Principal Component Analysis - PCA
Unsupervised Learning
Overview
What is Principal Component Analysis (PCA)?
-
PCA is the machine-learning technique of taking a data set with large quantities of variables (features) and compressing it down into lower dimensions without any loss of important information.
-
PCA identifies correlations and patterns in the data to determine what columns to use to reduce into a smaller dimension.
-
PCA is a procedure that uses an orthogonal transformation to convert observations of correlated values into linearly independent components called principal components.
​
What are eigenvectors and eigenvalues?
By definition from Interactive Linear Algebra by Dan Margalit, Joseph Rabinoff
-
An eigenvector of A is a nonzero vector v in Rn such that Av=λv, for some scalar λ.
-
An eigenvalue of A is a scalar λ such that the equation Av=λv has a nontrivial solution.
​
How does PCA work?​
-
Feature Standardization: Assuming all features have a mean of 0 and standard deviation of 1
-
Obtain the covariance matrix computation
-
Calculate the eigendecomposition of the covariance matrix
-
Sort eigenvalues from highest to lowest (higher values mean more variance in that component)
-
Select the number of principal components (based on eigenvalues)
​
Use cases for PCA
-
Visualizing multi-dimensional data (2D and 3D plots)
-
Compress information to transmit data faster
-
Clarify convoluted data
​
What are some of the benefits of PCA?
-
Easy computations for computers to perform
-
Speeds up other machine-learning algorithms because of the lower complexity of the model
-
Counteracts the overfitting issue of model analysis
​
Data Prep
The data set that will be used for PCA analysis will be the Kaggle Migraine data set. Please use the button above to download the data set!
​
For the PCA analysis, the data prep needed is to first remove any NA values, remove any categorical text-based values, and remove any egregious outliers. In this data set, there is Type which is a chr value which will need to be removed. Additionally, columns Hypoacusis, Diplopia, Defect, Ataxia, Conscience, and Paresthesia hardly had any values, so to remove some complexity as these will not really provide much information to the data set, they will be removed.

Uncleaned

Cleaned
Code
For the PCA analysis, it will be completed in R.
​
The first thing to do with PCA is calculate the correlation matrix from the normalized data frame.
​
This visualization of the correlation matrix generated shows the relationship of each component with each of the other components.
​
If the components are strongly correlated, the color will be red, if the components are not correlated, the color will be purple.
​
From this visualization, it seems that Character, Intensity, and Location are strongly correlated with each other and Phonophobia and Photophobia are strongly related to each other.

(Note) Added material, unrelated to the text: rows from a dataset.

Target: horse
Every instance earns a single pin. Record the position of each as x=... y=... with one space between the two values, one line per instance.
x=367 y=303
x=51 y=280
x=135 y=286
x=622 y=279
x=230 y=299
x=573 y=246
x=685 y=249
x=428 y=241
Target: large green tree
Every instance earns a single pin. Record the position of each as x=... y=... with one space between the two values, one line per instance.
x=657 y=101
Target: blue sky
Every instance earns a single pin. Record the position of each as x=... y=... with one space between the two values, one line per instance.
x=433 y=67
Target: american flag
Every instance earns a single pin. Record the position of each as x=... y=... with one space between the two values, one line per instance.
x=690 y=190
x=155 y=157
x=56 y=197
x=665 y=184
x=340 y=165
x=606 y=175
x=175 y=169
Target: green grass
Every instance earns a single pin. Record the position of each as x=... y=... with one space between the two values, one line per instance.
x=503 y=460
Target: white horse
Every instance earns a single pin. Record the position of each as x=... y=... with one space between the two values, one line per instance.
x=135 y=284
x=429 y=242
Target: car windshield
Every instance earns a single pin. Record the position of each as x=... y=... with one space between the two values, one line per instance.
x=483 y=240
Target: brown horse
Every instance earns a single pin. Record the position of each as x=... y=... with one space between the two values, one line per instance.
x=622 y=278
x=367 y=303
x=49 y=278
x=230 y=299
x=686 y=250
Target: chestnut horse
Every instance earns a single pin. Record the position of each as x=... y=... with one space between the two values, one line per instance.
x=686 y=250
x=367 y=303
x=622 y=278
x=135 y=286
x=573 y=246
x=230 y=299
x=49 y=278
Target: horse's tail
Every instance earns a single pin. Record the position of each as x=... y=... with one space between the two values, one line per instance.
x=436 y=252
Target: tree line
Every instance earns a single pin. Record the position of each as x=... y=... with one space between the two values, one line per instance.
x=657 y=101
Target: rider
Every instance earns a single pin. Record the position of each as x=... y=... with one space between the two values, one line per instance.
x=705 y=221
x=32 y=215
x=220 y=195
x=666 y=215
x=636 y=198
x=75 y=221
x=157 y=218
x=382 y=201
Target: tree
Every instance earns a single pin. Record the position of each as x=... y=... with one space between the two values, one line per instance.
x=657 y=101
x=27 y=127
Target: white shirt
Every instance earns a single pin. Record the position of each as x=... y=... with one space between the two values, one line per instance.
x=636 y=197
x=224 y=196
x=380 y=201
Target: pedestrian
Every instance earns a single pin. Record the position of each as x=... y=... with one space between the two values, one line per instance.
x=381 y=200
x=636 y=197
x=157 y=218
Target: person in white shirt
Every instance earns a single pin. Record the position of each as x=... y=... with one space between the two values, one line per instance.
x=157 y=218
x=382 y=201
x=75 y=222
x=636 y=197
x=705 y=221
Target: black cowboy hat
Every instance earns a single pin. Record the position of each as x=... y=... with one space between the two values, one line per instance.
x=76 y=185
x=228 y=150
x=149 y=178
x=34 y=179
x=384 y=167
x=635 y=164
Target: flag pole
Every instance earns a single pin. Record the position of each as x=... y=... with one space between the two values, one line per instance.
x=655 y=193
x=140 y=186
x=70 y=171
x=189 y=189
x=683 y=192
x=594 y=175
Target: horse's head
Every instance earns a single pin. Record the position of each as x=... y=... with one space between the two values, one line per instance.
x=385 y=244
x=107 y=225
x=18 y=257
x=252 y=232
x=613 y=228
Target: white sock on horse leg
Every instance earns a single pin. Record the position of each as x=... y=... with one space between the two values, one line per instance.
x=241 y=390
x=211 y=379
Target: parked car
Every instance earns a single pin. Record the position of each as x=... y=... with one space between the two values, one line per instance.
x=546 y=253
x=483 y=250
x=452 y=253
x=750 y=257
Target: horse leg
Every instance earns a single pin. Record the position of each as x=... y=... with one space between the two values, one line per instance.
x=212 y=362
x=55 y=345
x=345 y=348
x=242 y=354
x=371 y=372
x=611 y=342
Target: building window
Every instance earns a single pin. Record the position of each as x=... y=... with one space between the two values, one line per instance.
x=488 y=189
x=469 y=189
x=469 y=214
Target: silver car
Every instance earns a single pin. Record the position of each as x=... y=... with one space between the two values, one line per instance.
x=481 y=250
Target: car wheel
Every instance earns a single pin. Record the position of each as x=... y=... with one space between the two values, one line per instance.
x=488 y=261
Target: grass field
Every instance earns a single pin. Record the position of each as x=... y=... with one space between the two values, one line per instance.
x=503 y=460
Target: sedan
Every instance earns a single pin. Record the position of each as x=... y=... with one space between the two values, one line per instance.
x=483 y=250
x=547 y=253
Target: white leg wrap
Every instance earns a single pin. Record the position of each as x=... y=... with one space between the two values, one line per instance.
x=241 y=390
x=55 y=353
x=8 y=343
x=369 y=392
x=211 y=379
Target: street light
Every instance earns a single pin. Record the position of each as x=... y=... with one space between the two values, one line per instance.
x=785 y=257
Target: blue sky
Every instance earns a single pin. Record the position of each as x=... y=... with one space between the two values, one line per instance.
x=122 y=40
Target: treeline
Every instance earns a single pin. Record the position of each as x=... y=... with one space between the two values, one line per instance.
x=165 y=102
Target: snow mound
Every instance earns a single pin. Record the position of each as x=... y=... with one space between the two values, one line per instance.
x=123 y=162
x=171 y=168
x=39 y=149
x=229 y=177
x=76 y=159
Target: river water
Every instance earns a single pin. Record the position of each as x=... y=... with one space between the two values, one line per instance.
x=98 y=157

The next step in PCA is to calculate the eigendecomposition of in this case the correlation matrix and sort the values from lowest to highest.
​
The visualization to the right shows the breakdown of the eigenvalues of each component and how those eigenvalues represent the total data set.
​
For example, component 1 makes up 43.6% of the total explained variance.
​
This is a good way to visualize how many components to use.

Results

From the visualization above, there are four distinct component groupings:
-
Grouping 1: Character, Location, Intensity, Frequency, Vomiting
-
Grouping 2: Nausea, Photophobia, Phonophobia
-
Grouping 3: Visual, Sensory, Tinnitus, DPF, Vertigo
​
Component 1, against the x-axis, refers to patients Age.
Component 2, against the y-axis, refers to the duration of the migraine attack.
​
The stronger the color of red, the more important that principal component is, and the pinker it is the less important it is.
​
From the graph, it seems that Intensity and Location are strongly related which indicates that based on where the migraine is located, the stronger or weaker the headache may be.
​
It is not surprising that phonophobia and photophobia are related. Phonophobia is the aversion to loud sounds and photophobia is the aversion to lights or sensitivity to light especially of the eyes. When a patient is in pain due to their surroundings, it can trigger nausea symptoms. According to WebMD, 80% of migraine sufferers are sensitive to light. Interestingly, nausea is more closely tied with these two, the assumption made before starting PCA would it would have been that it was more closely related to intensity or duration.
Conclusion
In conclusion, this PCA analysis did provide some insight into what symptoms of migraines are related. From the research question:
-
Based on the location of migraines, can that be used to predict future migraine locations?
This PCA analysis wasn't able to directly predict future migraine locations, however, it was able to see combinations of symptoms that are more closely related that could then be applied to future patient records as a way to see what symptoms they most likely will be afflicted with based on the sample data set.
​
For future portions of the project, this gives insight into which symptoms are important and can be looked at more closely for future analysis. It will hopefully provide more insight into which medications work better for which symptoms!